Question

A cylinder 15 cms long has a circumference of 4 cms. A string makes exactly 5 turns around the cylinder, while its two ends touch the cylinder top and bottom. How long is the string? 

• A. 20 cms
• B. 22 cms
• C. 25 cms
• D. 28 cms

Hint:

For helical shapes, use the Pythagorean theorem to calculate the total length of the string or path.

Answer 1

The Correct Option is C

Step 1: Understanding the situation.
The string wraps around the cylinder 5 times.

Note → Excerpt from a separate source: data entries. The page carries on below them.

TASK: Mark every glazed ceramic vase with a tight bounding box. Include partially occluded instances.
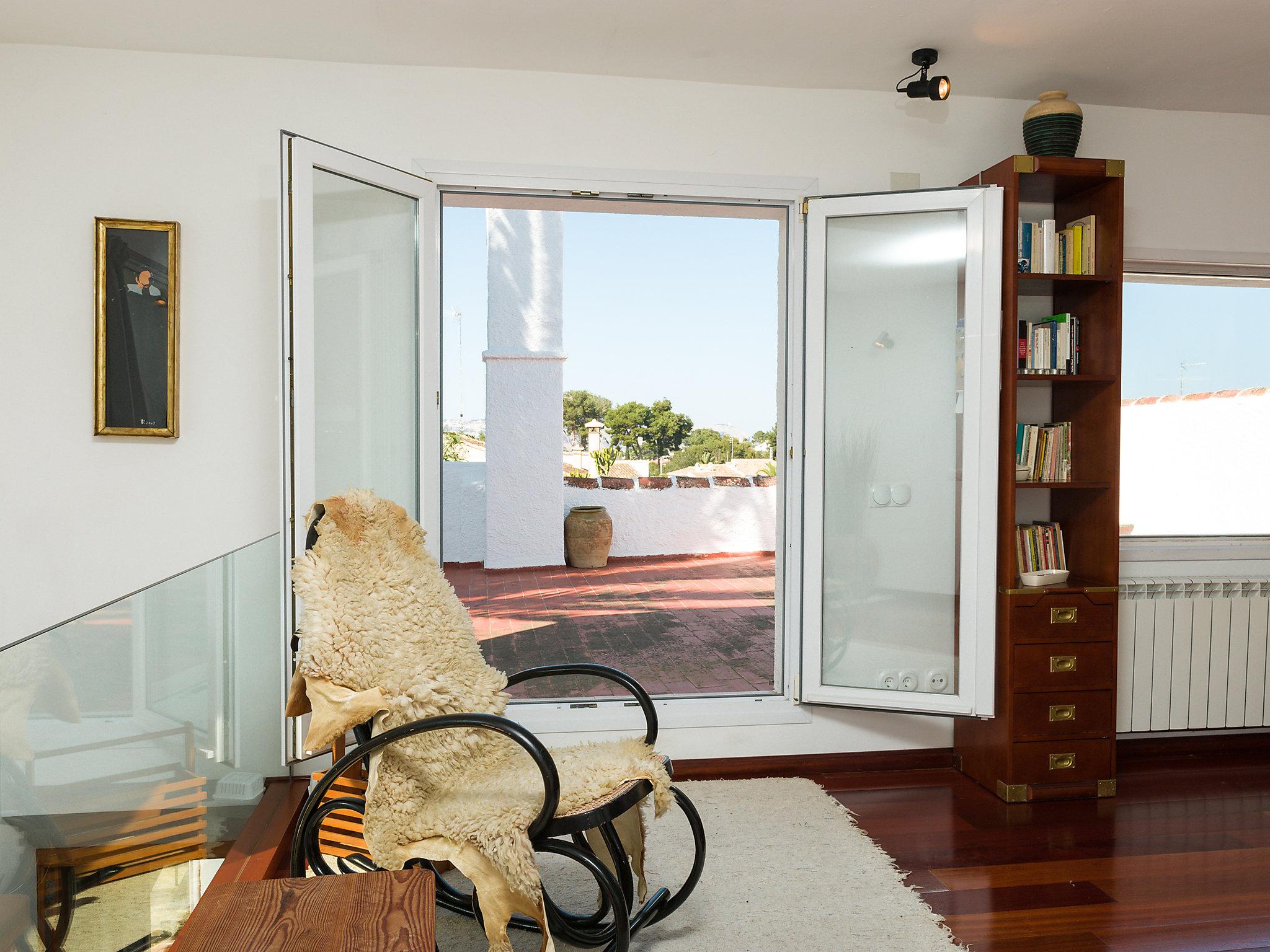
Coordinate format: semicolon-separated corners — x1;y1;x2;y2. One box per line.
1024;89;1085;159
564;505;613;569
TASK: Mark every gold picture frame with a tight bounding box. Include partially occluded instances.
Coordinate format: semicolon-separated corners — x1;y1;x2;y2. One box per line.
93;218;180;438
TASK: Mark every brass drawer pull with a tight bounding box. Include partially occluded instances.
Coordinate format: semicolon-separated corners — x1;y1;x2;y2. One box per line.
1049;655;1076;674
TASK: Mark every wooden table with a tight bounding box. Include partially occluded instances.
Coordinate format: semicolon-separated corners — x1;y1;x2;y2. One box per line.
173;870;435;952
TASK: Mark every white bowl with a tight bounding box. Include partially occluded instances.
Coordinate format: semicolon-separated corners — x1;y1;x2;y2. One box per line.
1018;569;1070;588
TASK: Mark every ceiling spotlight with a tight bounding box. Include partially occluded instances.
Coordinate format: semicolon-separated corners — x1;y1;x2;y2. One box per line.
895;50;952;102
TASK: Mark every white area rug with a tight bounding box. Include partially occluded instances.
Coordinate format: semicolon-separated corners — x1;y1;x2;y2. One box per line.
437;778;957;952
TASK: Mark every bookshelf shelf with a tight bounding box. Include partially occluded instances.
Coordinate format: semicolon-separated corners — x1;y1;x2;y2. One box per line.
998;578;1117;596
952;155;1124;802
1015;373;1120;386
1015;480;1111;488
1017;271;1120;297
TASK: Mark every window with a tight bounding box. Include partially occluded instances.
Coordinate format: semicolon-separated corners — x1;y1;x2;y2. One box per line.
1120;263;1270;537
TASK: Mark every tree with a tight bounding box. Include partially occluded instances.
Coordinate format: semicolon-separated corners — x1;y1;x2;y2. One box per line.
667;428;758;470
605;400;653;459
755;423;776;459
590;447;617;476
645;400;692;474
564;390;613;443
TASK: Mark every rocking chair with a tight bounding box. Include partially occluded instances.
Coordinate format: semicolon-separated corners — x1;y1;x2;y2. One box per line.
291;505;705;952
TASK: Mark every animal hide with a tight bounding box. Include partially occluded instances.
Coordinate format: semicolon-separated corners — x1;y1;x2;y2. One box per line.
287;490;670;952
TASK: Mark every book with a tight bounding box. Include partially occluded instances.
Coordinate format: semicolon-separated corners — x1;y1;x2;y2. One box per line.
1015;421;1072;482
1067;214;1099;274
1015;522;1067;574
1016;312;1081;374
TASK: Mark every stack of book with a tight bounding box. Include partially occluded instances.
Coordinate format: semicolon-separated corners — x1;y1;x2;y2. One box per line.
1015;423;1072;485
1018;214;1097;274
1018;314;1081;373
1015;522;1067;574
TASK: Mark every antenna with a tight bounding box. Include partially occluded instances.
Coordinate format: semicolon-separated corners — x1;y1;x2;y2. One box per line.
450;307;464;420
1177;361;1208;396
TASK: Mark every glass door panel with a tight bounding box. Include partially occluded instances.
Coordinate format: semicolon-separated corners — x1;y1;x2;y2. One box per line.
801;189;1001;713
309;169;419;519
281;133;441;757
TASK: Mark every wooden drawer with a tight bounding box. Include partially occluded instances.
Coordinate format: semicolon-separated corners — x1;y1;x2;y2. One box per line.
1010;591;1115;642
1015;690;1115;740
1008;738;1115;783
1010;641;1115;690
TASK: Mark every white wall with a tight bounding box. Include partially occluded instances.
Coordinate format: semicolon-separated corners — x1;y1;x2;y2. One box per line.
0;46;1270;754
441;464;779;569
441;462;487;562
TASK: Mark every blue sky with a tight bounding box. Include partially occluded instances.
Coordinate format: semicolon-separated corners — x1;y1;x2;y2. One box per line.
442;208;779;434
1121;282;1270;400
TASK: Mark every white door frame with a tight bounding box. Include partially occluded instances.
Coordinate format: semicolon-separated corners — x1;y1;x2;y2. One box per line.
800;187;1002;716
413;159;817;734
280;131;441;762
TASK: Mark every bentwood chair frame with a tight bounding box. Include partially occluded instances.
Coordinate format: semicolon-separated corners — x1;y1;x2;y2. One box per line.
291;664;706;952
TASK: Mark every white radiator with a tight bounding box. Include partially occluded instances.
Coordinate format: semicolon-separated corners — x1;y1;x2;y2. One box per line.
1116;579;1270;733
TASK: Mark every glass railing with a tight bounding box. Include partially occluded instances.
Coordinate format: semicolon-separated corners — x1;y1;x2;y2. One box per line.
0;536;285;952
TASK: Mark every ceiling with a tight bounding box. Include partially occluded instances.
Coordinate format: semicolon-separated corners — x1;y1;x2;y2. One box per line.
10;0;1270;114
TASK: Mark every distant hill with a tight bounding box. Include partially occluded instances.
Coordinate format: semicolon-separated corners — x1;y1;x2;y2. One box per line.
441;418;485;437
697;423;753;439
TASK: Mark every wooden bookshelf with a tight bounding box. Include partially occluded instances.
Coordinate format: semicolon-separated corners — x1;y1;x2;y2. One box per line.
954;155;1124;802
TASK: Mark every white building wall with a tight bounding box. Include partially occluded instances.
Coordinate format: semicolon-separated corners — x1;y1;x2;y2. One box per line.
441;464;781;569
484;208;564;569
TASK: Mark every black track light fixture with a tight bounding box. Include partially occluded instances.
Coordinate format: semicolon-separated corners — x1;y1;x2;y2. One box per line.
895;48;952;102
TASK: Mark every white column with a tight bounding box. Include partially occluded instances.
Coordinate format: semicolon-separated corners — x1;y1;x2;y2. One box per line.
484;208;565;569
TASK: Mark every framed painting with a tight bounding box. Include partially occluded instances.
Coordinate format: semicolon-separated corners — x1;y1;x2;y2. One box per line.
93;218;180;437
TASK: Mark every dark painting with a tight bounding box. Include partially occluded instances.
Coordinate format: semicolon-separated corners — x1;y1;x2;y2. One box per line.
97;219;177;437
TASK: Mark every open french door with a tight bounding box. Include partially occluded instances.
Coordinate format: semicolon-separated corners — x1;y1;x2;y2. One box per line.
282;132;441;759
796;188;1002;716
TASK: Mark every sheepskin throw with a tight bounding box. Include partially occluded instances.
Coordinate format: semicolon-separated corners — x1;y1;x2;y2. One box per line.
287;490;670;952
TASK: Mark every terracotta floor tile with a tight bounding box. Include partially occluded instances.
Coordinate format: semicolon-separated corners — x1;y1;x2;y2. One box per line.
446;555;776;697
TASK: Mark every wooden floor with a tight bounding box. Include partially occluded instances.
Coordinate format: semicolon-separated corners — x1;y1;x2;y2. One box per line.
814;754;1270;952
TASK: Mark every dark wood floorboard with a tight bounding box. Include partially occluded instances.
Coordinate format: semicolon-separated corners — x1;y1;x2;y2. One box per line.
814;754;1270;952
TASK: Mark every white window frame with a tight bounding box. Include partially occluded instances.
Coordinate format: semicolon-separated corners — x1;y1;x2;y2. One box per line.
800;187;1002;717
412;159;817;734
1120;257;1270;578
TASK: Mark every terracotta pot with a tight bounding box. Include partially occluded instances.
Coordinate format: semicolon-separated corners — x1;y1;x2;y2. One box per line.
1024;89;1085;157
564;505;613;569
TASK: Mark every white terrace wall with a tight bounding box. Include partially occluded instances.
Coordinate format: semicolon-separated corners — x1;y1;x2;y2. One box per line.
441;462;779;562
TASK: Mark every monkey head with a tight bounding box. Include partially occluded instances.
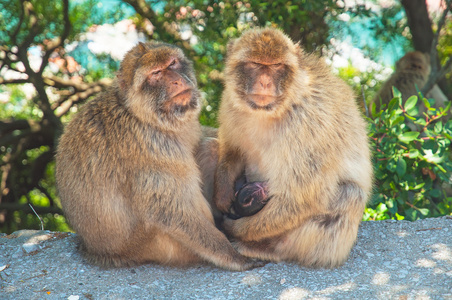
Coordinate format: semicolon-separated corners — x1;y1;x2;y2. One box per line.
227;174;271;220
225;29;301;113
396;51;431;77
118;42;200;128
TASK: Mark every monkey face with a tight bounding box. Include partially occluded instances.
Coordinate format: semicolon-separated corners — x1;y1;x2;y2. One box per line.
226;29;299;113
142;56;199;118
118;42;200;124
396;51;431;76
236;61;289;111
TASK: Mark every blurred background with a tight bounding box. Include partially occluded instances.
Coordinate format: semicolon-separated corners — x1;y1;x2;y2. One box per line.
0;0;452;233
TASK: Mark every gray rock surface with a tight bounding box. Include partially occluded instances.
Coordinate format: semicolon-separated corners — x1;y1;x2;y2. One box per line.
0;216;452;300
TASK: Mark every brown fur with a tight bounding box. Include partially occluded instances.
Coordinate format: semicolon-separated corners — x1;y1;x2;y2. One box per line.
214;29;372;267
372;51;447;111
56;43;262;270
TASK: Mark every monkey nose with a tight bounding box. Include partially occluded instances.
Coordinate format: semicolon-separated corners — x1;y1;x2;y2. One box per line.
172;78;182;85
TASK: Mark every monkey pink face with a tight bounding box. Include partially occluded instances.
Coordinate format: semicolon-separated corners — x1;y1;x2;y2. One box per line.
226;29;298;112
237;61;288;110
145;56;198;115
118;42;199;123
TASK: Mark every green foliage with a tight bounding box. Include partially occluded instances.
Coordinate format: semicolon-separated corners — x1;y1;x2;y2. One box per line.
364;89;452;221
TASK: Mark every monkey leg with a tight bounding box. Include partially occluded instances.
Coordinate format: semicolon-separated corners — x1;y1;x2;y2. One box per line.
195;138;223;228
158;217;263;271
235;183;366;268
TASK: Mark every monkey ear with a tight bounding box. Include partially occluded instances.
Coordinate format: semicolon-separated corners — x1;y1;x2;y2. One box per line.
116;68;126;91
423;52;430;63
137;42;147;52
226;39;237;55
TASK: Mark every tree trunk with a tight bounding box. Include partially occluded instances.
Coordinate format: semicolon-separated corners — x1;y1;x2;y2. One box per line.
401;0;452;98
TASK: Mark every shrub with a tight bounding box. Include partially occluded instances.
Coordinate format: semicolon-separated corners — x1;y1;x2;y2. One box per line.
363;89;452;220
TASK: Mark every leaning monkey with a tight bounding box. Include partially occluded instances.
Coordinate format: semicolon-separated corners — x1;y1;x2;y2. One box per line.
214;29;372;267
56;42;262;270
372;51;450;112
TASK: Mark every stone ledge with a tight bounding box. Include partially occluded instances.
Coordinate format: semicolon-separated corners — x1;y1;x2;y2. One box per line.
0;216;452;300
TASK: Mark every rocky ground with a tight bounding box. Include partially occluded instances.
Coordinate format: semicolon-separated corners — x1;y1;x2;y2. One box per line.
0;216;452;300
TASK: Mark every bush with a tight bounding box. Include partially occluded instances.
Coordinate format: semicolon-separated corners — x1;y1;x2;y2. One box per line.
363;89;452;221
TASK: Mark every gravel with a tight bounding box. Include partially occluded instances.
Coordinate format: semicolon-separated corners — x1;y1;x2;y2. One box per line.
0;216;452;300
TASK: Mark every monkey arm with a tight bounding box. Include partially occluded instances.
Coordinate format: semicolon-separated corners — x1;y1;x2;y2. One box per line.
223;195;306;241
152;207;263;271
213;150;245;213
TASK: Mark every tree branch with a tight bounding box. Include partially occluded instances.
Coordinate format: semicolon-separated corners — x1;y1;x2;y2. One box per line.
0;203;64;215
421;0;452;95
38;0;72;74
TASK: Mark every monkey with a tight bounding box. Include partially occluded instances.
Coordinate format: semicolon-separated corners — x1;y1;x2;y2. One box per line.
214;28;373;268
372;51;450;113
227;174;270;219
56;42;262;271
196;126;269;223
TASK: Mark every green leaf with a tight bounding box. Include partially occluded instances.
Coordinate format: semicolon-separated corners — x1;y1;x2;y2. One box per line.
412;182;425;190
419;208;430;216
387;98;399;113
396;157;406;178
414;119;427;126
397;131;419;144
435;121;443;133
408;149;419;158
405;96;418;111
422;98;430;109
392;86;402;98
391;116;405;126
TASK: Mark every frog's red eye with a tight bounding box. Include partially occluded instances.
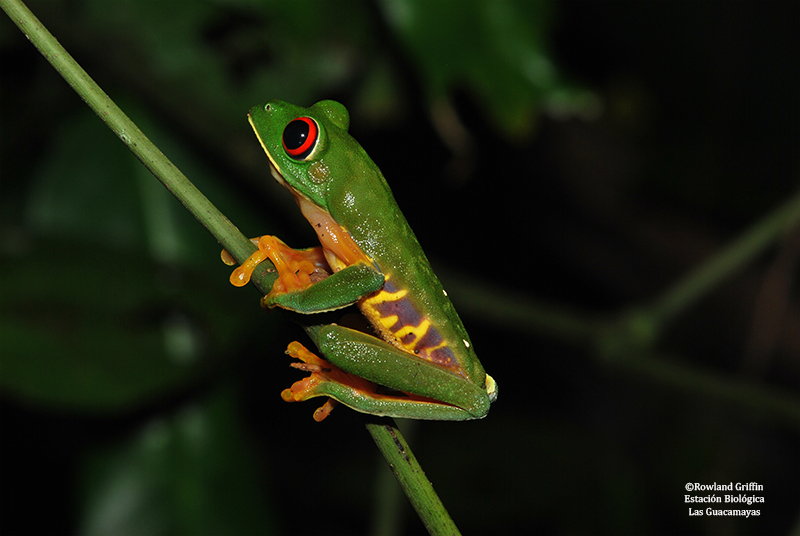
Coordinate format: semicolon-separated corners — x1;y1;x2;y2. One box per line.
283;117;319;160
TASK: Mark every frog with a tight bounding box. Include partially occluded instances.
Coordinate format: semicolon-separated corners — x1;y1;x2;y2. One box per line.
230;100;498;422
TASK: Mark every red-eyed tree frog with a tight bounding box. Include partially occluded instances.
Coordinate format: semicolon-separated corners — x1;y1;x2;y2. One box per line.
225;100;497;421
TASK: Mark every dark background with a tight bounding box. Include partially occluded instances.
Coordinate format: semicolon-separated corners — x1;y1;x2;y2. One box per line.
0;0;800;535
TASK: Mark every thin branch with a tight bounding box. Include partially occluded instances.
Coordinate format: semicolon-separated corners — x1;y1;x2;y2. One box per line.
0;0;458;535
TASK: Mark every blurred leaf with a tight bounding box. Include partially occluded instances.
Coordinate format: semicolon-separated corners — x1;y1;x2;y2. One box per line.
0;107;263;411
80;389;275;536
0;237;252;411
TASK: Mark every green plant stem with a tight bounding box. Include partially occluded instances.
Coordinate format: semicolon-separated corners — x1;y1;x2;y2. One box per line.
0;0;274;284
366;416;460;536
0;0;458;534
649;192;800;327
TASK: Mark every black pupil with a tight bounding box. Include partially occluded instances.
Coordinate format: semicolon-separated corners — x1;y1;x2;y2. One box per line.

Since the circumference of the cylinder is 4 cm, the string makes 5 complete turns around the cylinder, so the length of the string is: \[ \text{Length of string} = 5 \times 4 = 20 \, \text{cms}. \] However, the string also spans vertically from the top to the bottom of the cylinder. The vertical distance is the height of the cylinder, which is 15 cm.
Step 2: Calculating the total length of the string.
The string forms a helical shape. We can calculate the length of the string using the Pythagorean theorem, where the horizontal distance is 20 cm and the vertical distance is 15 cm. Thus: \[ \text{Length of string} = \sqrt{20^2 + 15^2} = \sqrt{400 + 225} = \sqrt{625} = 25 \, \text{cms}. \]
Step 3: Conclusion.
Thus, the length of the string is (C) 25 cms.